Denny Joshua C, Miller Randolph A, Waitman Lemuel Russell, Arrieta Mark A, Peterson Joshua F
Department of Biomedical Informatics, Vanderbilt University Medical Center, Nashville, TN, USA.
Int J Med Inform. 2009 Apr;78 Suppl 1(Suppl 1):S34-42. doi: 10.1016/j.ijmedinf.2008.09.001. Epub 2008 Oct 19.
Typically detected via electrocardiograms (ECGs), QT interval prolongation is a known risk factor for sudden cardiac death. Since medications can promote or exacerbate the condition, detection of QT interval prolongation is important for clinical decision support. We investigated the accuracy of natural language processing (NLP) for identifying QT prolongation from cardiologist-generated, free-text ECG impressions compared to corrected QT (QTc) thresholds reported by ECG machines.
After integrating negation detection to a locally developed natural language processor, the KnowledgeMap concept identifier, we evaluated NLP-based detection of QT prolongation compared to the calculated QTc on a set of 44,318 ECGs obtained from hospitalized patients. We also created a string query using regular expressions to identify QT prolongation. We calculated sensitivity and specificity of the methods using manual physician review of the cardiologist-generated reports as the gold standard. To investigate causes of "false positive" calculated QTc, we manually reviewed randomly selected ECGs with a long calculated QTc but no mention of QT prolongation. Separately, we validated the performance of the negation detection algorithm on 5000 manually categorized ECG phrases for any medical concept (not limited to QT prolongation) prior to developing the NLP query for QT prolongation.
The NLP query for QT prolongation correctly identified 2364 of 2373 ECGs with QT prolongation with a sensitivity of 0.996 and a positive predictive value of 1.000. There were no false positives. The regular expression query had a sensitivity of 0.999 and positive predictive value of 0.982. In contrast, the positive predictive value of common QTc thresholds derived from ECG machines was 0.07-0.25 with corresponding sensitivities of 0.994-0.046. The negation detection algorithm had a recall of 0.973 and precision of 0.982 for 10,490 concepts found within ECG impressions.
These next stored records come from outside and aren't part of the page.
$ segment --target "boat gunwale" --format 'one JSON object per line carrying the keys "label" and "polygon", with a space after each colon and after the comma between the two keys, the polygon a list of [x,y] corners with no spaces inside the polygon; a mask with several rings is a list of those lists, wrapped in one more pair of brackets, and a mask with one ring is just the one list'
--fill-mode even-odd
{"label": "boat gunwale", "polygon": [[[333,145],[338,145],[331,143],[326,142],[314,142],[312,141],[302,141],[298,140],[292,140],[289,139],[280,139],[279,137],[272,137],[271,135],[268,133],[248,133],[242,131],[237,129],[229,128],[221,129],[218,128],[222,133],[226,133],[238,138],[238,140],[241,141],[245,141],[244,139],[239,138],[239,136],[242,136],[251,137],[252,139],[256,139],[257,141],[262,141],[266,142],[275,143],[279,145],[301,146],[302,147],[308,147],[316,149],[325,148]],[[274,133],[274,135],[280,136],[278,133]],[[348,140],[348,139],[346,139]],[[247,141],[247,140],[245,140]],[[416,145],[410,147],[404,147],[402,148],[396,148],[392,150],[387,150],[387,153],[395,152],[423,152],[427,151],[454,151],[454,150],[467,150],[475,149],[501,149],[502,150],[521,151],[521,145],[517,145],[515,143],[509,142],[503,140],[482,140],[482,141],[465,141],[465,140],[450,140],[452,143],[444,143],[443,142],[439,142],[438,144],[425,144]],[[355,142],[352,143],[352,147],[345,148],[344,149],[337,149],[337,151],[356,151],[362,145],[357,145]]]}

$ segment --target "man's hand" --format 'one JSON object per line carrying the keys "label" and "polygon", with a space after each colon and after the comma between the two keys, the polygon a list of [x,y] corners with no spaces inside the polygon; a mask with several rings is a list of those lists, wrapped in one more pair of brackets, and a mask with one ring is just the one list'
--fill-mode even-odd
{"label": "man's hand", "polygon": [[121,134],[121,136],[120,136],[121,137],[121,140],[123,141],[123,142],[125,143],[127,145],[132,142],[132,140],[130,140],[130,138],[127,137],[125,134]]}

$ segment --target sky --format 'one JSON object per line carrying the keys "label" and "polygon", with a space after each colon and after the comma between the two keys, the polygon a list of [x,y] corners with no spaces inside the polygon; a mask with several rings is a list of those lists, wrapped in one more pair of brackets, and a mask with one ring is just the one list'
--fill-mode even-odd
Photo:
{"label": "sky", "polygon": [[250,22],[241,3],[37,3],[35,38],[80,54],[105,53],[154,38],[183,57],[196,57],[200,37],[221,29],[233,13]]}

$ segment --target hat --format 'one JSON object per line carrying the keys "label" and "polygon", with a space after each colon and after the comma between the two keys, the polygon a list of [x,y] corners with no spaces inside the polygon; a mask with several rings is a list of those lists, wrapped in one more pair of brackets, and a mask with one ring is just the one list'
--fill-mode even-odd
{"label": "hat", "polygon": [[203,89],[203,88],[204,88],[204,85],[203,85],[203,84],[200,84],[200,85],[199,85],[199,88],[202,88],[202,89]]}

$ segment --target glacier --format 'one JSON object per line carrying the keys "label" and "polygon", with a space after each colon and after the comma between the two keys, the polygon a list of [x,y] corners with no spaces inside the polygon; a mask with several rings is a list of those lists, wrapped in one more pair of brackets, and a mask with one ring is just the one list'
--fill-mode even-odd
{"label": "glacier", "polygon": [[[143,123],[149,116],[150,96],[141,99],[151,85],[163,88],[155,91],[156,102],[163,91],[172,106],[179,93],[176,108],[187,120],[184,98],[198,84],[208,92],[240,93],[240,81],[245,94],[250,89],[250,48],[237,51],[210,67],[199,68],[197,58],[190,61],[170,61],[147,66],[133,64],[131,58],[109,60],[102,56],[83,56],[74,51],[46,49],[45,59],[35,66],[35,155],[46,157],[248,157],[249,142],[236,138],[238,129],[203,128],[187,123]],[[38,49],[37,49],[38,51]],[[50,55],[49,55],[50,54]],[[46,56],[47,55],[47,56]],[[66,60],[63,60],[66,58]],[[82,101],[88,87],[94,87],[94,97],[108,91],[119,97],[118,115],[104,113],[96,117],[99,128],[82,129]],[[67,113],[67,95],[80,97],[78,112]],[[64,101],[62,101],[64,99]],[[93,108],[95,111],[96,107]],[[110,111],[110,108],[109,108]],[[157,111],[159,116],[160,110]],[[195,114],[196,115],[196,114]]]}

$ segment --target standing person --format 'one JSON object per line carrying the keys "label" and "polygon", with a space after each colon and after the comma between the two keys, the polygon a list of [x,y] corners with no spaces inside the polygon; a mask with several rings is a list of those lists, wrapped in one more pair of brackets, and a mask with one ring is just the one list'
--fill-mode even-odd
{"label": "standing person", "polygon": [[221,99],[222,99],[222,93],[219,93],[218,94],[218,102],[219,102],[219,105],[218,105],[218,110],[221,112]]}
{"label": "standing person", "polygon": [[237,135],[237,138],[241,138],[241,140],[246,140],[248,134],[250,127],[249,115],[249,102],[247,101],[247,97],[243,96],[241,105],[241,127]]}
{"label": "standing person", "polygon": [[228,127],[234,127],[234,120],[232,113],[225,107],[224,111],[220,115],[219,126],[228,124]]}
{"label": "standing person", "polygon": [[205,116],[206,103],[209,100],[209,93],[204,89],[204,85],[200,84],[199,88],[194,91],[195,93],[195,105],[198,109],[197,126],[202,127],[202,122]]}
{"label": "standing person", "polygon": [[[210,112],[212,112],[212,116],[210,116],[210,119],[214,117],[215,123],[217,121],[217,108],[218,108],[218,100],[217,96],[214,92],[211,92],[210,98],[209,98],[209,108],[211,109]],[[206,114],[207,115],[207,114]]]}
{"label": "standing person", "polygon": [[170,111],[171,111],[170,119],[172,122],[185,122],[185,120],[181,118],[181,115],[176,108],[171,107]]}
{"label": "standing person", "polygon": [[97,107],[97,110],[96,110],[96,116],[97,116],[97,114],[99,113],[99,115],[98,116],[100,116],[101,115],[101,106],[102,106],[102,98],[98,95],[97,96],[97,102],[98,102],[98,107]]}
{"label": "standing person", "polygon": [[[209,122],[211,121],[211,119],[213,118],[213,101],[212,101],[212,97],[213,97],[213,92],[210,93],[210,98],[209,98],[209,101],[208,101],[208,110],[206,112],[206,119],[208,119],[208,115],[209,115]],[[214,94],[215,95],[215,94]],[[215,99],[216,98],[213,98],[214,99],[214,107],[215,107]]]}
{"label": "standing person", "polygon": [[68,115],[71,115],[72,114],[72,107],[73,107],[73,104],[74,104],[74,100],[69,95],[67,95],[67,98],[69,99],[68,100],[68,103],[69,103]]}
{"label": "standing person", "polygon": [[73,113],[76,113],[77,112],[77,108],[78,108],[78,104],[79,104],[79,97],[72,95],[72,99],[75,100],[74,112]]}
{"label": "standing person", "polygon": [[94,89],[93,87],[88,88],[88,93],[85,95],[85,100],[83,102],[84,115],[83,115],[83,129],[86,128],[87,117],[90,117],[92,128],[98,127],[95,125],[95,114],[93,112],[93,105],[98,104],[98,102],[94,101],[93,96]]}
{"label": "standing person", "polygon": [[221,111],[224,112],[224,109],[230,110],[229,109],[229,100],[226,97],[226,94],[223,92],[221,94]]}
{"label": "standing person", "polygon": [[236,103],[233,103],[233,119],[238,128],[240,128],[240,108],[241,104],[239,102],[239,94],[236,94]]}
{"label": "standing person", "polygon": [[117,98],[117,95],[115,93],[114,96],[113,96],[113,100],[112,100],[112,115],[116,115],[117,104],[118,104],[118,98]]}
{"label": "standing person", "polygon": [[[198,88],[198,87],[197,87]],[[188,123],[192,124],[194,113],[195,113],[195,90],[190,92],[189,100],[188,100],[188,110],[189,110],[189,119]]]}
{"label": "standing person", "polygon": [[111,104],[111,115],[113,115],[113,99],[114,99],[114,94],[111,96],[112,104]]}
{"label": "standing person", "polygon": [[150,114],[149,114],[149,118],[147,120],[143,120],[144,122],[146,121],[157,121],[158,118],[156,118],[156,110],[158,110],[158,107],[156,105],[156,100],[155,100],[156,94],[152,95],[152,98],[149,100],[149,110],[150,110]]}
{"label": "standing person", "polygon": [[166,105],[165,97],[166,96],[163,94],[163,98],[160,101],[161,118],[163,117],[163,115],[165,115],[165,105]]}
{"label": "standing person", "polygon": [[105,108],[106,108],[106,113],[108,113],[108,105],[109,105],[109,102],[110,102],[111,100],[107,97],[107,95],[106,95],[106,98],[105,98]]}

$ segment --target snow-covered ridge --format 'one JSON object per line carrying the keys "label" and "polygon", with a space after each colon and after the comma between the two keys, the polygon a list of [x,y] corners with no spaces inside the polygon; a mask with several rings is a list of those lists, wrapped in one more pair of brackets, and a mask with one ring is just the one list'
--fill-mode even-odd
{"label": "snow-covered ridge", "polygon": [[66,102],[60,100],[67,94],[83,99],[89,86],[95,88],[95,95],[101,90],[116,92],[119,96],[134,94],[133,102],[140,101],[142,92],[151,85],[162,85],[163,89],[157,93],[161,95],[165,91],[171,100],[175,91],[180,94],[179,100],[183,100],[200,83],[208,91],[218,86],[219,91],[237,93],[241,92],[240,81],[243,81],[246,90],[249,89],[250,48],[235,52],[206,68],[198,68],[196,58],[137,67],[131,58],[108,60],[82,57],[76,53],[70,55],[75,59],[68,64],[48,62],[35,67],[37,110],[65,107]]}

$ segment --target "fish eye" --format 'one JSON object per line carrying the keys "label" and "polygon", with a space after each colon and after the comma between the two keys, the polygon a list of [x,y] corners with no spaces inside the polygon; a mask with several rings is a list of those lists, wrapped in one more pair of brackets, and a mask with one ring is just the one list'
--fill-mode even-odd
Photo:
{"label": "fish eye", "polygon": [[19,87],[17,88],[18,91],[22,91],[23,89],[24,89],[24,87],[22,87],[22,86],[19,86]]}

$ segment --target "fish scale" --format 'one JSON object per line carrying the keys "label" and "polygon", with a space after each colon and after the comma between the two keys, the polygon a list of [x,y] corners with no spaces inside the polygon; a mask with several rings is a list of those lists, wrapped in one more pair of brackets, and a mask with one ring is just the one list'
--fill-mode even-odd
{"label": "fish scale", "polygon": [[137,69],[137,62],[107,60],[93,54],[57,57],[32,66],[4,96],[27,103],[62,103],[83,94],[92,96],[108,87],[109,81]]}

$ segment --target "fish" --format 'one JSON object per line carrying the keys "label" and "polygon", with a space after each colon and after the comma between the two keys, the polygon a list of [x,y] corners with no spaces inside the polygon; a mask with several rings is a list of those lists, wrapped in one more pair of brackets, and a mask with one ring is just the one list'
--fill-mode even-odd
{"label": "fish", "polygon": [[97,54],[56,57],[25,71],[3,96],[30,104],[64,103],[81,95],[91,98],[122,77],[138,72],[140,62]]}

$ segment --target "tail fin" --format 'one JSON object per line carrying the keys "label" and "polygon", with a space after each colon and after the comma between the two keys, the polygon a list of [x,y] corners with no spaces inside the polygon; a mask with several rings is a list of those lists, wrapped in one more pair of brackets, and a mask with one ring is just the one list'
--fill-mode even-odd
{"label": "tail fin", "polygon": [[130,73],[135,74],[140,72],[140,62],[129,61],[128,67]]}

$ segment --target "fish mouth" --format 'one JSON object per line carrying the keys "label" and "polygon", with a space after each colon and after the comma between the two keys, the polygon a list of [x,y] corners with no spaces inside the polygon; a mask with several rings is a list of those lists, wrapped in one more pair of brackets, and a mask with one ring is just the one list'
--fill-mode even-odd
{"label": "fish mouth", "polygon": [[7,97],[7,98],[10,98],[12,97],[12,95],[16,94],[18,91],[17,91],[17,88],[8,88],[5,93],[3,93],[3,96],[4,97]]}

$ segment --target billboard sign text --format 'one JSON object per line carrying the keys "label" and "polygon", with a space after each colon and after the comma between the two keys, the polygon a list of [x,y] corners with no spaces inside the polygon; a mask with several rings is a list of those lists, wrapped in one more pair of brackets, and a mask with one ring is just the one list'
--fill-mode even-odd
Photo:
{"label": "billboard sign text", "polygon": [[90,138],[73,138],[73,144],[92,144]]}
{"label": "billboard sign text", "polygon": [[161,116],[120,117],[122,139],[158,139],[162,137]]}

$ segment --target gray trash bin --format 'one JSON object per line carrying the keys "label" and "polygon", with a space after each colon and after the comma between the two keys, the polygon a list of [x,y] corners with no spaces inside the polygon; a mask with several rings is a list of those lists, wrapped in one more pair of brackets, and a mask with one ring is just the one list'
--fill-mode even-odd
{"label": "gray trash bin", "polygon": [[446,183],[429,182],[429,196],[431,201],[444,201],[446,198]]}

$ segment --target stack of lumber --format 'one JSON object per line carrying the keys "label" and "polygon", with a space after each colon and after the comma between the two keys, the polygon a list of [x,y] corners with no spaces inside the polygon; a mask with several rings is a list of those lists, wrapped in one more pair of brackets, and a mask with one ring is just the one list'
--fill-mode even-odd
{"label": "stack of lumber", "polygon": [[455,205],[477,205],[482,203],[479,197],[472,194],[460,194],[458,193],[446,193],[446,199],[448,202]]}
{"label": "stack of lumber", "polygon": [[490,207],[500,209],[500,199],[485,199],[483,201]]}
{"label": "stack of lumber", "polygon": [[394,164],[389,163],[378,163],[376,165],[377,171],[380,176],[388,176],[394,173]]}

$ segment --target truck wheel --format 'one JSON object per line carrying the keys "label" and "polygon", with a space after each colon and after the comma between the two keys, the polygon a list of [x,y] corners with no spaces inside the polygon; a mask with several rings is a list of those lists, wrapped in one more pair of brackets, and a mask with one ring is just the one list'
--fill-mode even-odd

NLP and regular expression queries of cardiologists' ECG interpretations can more effectively identify QT prolongation than the automated QTc intervals reported by ECG machines. Future clinical decision support could employ NLP queries to detect QTc prolongation and other reported ECG abnormalities.
QT间期延长通常通过心电图(ECG)检测,是已知的心脏性猝死风险因素。由于药物可促使或加重该情况,检测QT间期延长对临床决策支持很重要。我们研究了自然语言处理(NLP)从心脏病专家生成的自由文本心电图诊断中识别QT延长的准确性,并与心电图机器报告的校正QT(QTc)阈值进行比较。
在将否定检测集成到本地开发的自然语言处理器KnowledgeMap概念标识符后,我们在一组从住院患者获得的44318份心电图上,评估了基于NLP的QT延长检测与计算得到的QTc的比较情况。我们还使用正则表达式创建了一个字符串查询来识别QT延长。我们以心脏病专家生成的报告经医生人工审核作为金标准,计算了这些方法的敏感性和特异性。为了调查计算得到的QTc“假阳性”的原因,我们人工审核了随机选择的QTc计算值长但未提及QT延长的心电图。另外,在开发用于QT延长的NLP查询之前,我们在5000条人工分类的心电图短语(不限于QT延长)上验证了否定检测算法对任何医学概念的性能。
用于QT延长的NLP查询在2373份有QT延长的心电图中正确识别出2364份,敏感性为0.996,阳性预测值为1.000。无假阳性。正则表达式查询的敏感性为0.999,阳性预测值为0.982。相比之下,心电图机器得出的常见QTc阈值的阳性预测值为0.07 - 0.25,相应的敏感性为0.994 - 0.046。否定检测算法对在心电图诊断中发现的10490个概念的召回率为0.973,精确率为0.982。
与心电图机器报告的自动QTc间期相比,对心脏病专家心电图解读进行NLP和正则表达式查询能更有效地识别QT延长。未来的临床决策支持可采用NLP查询来检测QTc延长及其他报告的心电图异常情况。